A new report has suggested UK employers are struggling to hire workers with strong digital skills.

Digital skills gap still a major problem among UK businesses

A new report by the UK Commission for Employment and Skills has suggested that UK employers are still struggling to hire workers with strong digital skills.

Lacking in creativity

In this technological age, where we are all digitally connected through social media platforms, email chains and app technology, it is becoming increasingly crucial for workers to know the ins and outs of the digital sector. This is most apparent in the creative sector, where there are currently 33 vacancies per 1,000 jobs - much higher than the national average of 24. The industry may have seen accelerated growth in the last five years, and the report states that 36,000 new roles will be created by 2022, but increasing digitisation has placed a strain on skills.

Look at online content, for example. Should creative teams create it in isolation; you now need social media to promote it, an interactive website to maintain customer engagement and possibly even an app to target certain demographics.

So if the digital skills gap is widening among small and large companies all over the UK, what is the solution? The report states that the main focus should be on education, whether it be schools encouraging young students to develop this skillset, or whether it is universities working with employers to offer courses on various internship and apprenticeship schemes.

New schemes

It is therefore hardly a surprise that various organisations are looking to help integrated skills in global companies. The Digital Skills Academy recently unveiled its International BSc (Hons) in Digital Technology, Design and Innovation, which will be launched this October and already has participants from the USA, UK, Ireland and Africa.

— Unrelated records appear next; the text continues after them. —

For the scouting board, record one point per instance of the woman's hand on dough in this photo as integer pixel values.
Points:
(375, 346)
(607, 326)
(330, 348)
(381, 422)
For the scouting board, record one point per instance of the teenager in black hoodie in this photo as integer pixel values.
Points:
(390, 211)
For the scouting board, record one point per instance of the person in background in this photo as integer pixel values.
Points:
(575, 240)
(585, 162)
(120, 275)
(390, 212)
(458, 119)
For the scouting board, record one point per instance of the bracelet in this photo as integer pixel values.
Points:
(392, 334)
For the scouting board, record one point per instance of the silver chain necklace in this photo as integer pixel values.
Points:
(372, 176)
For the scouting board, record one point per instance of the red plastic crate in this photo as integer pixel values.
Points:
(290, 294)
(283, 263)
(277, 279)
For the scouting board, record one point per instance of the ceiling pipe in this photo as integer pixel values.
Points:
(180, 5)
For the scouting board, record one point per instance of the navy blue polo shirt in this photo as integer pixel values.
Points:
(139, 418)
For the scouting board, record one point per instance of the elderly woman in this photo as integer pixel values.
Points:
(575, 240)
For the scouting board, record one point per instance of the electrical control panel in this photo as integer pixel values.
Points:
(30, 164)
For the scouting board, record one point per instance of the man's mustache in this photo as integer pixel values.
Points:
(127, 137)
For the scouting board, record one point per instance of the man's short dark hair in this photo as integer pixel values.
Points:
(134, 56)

Josh Abbott, permanent team lead for retail IT at ReThink Recruitment, said: "The need for multichannel expertise within the IT space is only going to continue to rise… Having engagement from the businesses that are likely to gain from it will be the essential point. When it comes to hiring skilled permanent IT staff there is a real war for talent and having the ability and procedures in place to grow your own talent is essential to forward planning and maintaining a strong workforce."

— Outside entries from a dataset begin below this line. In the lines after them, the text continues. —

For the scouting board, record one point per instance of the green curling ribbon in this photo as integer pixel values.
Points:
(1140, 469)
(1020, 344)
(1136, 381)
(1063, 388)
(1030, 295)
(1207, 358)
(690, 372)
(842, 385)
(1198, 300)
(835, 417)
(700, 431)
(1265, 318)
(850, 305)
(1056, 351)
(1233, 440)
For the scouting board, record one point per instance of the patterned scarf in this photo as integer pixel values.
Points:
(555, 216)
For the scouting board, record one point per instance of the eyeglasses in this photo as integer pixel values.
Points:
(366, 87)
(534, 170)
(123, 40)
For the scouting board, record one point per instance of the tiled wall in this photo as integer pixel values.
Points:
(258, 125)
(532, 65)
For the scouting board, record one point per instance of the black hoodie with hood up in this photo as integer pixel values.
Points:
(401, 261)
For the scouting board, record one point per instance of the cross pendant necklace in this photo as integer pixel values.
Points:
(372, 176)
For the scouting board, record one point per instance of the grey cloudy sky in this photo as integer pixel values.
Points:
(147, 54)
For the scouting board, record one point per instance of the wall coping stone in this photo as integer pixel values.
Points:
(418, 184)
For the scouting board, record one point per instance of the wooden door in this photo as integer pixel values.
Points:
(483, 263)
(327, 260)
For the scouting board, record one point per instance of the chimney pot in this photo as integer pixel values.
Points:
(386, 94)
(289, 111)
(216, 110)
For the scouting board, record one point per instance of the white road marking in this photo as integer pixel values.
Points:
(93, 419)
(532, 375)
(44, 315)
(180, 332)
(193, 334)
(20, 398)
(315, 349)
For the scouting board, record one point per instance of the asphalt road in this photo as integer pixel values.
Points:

Already, large companies such as John Lewis and Marks & Spencer have highlighted the challenge they face in recruiting staff with the suitable digital skills, and over 500 employers are now supporting programmes such as the Tech Partnership that looks to help employees further.

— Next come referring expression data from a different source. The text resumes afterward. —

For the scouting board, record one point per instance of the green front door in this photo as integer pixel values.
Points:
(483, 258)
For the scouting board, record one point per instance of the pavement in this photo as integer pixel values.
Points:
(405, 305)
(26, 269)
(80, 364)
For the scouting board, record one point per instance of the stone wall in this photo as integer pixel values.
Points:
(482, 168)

It is obvious that a lot of work still needs to be done, but when you consider that seven per cent of adults in 2014 came online within the last two years, you can begin to appreciate that there is much to do be done to upskill individuals. By boosting digital skills, you are not only establishing yourself a healthy workforce, but one whose experience of work will be enhanced. Digital versatility and accessibility really are the buzzwords for employers living in today's landscape.